Easy Opera Fudge image

Categories     Fruit     Nut     Candy     Dessert

Number Of Ingredients 7

1/3 cup maraschino cherries, chopped
1/2 cup butter or margarine
2 package 3 1/4- or 3 5/8-ounce regular coconut cream pudding mix
1/2 cup milk
1/2 teaspoon vanilla
1 pound sifted powdered sugar (about 4 1/2 cups)
1/2 cup chopped walnuts

Steps:

  • Drain maraschino cherries on paper toweling.
  • In saucepan, melt butter or margarine.
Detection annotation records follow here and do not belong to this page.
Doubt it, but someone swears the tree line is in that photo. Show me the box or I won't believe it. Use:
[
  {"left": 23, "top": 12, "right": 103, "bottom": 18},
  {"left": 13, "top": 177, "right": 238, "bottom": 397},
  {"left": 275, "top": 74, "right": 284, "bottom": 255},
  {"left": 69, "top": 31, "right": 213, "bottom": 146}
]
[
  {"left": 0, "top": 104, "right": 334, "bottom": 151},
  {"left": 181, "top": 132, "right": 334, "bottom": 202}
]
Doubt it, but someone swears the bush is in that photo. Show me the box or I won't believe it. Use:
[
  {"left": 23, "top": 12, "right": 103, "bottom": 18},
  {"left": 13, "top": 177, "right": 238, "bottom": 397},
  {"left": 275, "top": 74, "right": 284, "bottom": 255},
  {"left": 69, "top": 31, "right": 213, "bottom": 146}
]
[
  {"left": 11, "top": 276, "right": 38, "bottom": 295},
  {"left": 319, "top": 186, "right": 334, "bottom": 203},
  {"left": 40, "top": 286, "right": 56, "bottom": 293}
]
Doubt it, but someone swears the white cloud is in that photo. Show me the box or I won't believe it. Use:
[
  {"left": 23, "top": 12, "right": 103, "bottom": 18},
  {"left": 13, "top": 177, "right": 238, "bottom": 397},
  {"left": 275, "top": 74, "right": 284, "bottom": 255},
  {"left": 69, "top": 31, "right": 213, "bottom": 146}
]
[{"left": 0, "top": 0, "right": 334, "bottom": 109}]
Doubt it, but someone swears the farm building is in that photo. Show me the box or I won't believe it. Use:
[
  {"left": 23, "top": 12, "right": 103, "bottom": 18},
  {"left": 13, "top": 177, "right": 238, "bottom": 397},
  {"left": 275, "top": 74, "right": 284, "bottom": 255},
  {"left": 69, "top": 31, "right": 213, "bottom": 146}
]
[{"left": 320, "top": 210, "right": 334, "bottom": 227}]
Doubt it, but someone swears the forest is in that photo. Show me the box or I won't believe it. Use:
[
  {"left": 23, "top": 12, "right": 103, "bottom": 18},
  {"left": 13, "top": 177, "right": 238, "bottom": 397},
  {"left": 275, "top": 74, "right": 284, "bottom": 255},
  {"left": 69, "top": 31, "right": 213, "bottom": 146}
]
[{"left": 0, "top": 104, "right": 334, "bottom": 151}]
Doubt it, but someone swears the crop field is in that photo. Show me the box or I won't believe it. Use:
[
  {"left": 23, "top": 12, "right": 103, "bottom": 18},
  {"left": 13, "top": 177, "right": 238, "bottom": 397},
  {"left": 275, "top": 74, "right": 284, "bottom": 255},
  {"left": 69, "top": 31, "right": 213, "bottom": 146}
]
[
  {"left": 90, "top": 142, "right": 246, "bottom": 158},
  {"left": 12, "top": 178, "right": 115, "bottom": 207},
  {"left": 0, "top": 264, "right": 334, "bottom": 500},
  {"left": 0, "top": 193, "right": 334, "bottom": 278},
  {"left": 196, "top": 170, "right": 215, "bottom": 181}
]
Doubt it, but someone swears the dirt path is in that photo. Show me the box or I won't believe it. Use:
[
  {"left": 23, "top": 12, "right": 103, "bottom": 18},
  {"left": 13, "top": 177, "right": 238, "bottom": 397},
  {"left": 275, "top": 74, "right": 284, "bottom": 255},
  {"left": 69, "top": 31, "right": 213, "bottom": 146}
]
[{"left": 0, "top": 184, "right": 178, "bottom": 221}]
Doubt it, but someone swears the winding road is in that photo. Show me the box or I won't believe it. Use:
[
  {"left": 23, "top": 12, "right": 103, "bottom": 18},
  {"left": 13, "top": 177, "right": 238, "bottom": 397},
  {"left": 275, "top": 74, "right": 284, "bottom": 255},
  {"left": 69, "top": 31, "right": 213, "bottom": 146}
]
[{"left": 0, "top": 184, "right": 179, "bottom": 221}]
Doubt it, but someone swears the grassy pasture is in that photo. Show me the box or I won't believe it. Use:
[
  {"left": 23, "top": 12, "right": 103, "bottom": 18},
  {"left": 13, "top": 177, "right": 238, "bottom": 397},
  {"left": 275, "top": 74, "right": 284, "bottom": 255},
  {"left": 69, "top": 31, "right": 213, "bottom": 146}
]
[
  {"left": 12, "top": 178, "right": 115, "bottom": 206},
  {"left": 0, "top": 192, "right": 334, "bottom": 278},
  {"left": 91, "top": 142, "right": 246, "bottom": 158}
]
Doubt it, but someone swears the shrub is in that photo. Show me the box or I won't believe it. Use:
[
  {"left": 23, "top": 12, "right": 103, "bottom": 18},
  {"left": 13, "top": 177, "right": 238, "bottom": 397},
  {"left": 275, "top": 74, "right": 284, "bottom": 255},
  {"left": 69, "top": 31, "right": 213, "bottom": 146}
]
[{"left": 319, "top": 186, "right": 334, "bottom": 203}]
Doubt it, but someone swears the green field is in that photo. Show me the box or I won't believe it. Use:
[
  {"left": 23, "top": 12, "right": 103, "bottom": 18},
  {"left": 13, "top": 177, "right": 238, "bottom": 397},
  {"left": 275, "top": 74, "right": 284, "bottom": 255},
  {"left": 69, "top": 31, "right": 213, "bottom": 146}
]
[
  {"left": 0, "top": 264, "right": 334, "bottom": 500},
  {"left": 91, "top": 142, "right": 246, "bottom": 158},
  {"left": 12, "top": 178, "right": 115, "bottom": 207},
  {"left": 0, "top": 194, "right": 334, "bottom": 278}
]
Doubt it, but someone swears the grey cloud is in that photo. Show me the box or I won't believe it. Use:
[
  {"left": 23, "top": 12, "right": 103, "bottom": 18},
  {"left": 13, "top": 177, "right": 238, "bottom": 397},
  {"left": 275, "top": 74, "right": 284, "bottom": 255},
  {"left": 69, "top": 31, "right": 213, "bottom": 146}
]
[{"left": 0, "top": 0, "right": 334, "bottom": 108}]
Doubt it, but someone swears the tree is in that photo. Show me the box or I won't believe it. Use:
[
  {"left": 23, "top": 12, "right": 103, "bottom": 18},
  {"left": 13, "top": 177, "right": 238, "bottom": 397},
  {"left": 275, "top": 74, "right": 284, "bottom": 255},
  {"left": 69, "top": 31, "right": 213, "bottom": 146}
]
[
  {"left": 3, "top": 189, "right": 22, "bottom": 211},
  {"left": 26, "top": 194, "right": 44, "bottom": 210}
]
Stir in dry pudding mixes and milk. Cook aand stir till mixture comes to boiling; boil for 1 minute, stirring constantly. Remove from heat.
  • Stir in vanilla; beat in powdered sugar till smooth. Stir in walnuts and cherries. Pour into buttered 10x6x2-inch baking dish. Garnish with walnut halves, if desired.
  • Chill before cutting.

Tips:

  • Prepare your ingredients and tools in advance: This will help you stay organized and ensure that you have everything you need before you start cooking.
  • Use a heavy-bottomed saucepan: This will help to prevent the fudge from scorching.
  • Stir constantly: This will help to prevent the fudge from sticking to the bottom of the pan and burning.
  • Be patient: Fudge takes time to set. Don't be tempted to rush the process, or you'll end up with a grainy or crumbly fudge.
  • Use a candy thermometer: This is the best way to ensure that the fudge reaches the correct temperature.
  • Don't overcook the fudge: Overcooked fudge will be hard and brittle.

Conclusion:

Fudge is a delicious and versatile treat that can be enjoyed by people of all ages. With a little bit of planning and effort, you can easily make your own fudge at home. Just be sure to follow the tips above, and you'll be sure to end up with a perfect batch of fudge.